Compared to the previous study of 2016, the absolute corporate loss has thus not changed. However, for 39 percent of those surveyed, the damage and threat to their companies from product piracy has further intensified in the past two years. Converted into jobs, a loss of 7.3 billion euros corresponds to almost 33,000 jobs. "In addition to the loss of sales and jobs, there are other consequences in the companies affected that are difficult to assess in monetary terms, such as loss of image, loss of market advantage or unjustified claims for recourse," explained Zimmermann.
"In addition to the loss of sales and jobs, there are other consequences in the companies affected that are difficult to assess in monetary terms, such as loss of image, loss of market advantage or unjustified claims for recourse"
Counterfeits are a security risk
The VDMA has conducted the study on product piracy every two years since 2003. For the first time this year there has been a change in counterfeit products: While previously the focus was on purely technical imitations, imitations of the external appearance or entire brands are now increasingly becoming a problem. Plagiarists want to profit from the good image of a company through optical imitation. Counterfeit products are a verifiable security risk, though: 36 percent of companies report counterfeits that pose a risk to operators or users or the environment. It is also worrying that the distribution of counterfeit products via B2B-platforms on the Internet has increased sharply - from 28 percent in 2016 to 40 percent now.
China remains the biggest plagiarist
The People's Republic of China remains the undisputed leader both in sales and especially in the production of counterfeit products. 82 percent of the companies surveyed named China as the place of origin of counterfeit products. The country is also the most frequently mentioned market (44 percent) for counterfeit products. German domestic competition follows the Chinese in this field by a clear margin. The theft of ideas in the neighborhood is declining - only 19 percent cited German companies as a source of plagiarism. In 2016, the figure was 24 percent.

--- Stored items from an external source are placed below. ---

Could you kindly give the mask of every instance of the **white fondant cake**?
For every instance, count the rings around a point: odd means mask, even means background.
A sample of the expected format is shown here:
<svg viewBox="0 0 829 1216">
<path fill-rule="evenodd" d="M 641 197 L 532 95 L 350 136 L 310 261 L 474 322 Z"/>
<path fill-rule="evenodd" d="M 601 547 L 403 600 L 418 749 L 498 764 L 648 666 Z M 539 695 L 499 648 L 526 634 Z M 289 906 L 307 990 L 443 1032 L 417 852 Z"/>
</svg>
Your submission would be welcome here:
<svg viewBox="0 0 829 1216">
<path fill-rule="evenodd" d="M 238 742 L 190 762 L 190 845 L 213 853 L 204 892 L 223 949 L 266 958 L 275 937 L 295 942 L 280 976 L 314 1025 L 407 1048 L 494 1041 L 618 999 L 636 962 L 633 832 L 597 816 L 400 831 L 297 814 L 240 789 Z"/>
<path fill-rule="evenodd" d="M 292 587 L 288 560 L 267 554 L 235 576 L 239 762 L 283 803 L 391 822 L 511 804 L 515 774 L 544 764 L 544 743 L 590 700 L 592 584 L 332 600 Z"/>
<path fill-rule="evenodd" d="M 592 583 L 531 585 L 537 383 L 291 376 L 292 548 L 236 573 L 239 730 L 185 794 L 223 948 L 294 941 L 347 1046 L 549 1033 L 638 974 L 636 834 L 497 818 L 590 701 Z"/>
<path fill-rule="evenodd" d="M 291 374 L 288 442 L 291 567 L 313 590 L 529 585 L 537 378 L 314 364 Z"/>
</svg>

Italy follows closely behind (18 percent cited).
The Chinese counterfeit products are not only produced for local sales, but are also marketed worldwide. "VDMA members - even in Germany - often report to us about dealers and counterfeiters who resell their plagiarisms with only minor changes despite legally binding judgements or who are found undiminished at trade fairs even after numerous plagiarism cases," criticizes Zimmermann. "Local activities - i.e. in typical plagiarism countries - are not nearly sufficient to adequately support companies in the fight against plagiarism.
Two thirds of the companies are fighting back
In the case of plagiarism, the means of choice is to enforce the applicable rights at first out-of-court and then under civil law. However, more than a third of the companies concerned are not taking any measures. This is particularly true of small and medium-sized enterprises, but also depends on the knowledge of the specific counterfeiter. There is great disappointment among the companies surveyed about the support abroad. 85 percent of those affected complain about a lack of support from the respective authorities, 83 percent lack the necessary commitment of the local trade fair companies abroad.
The study Product Piracy 2018 was conducted by the Fraunhofer Institute for Applied and Integrated Security (AISEC) based on a survey of VDMA members in March/April 2018. Nearly 140 member companies from the mechanical engineering sector took part in the survey. A good half of these were companies with annual sales of up to 100 million euros.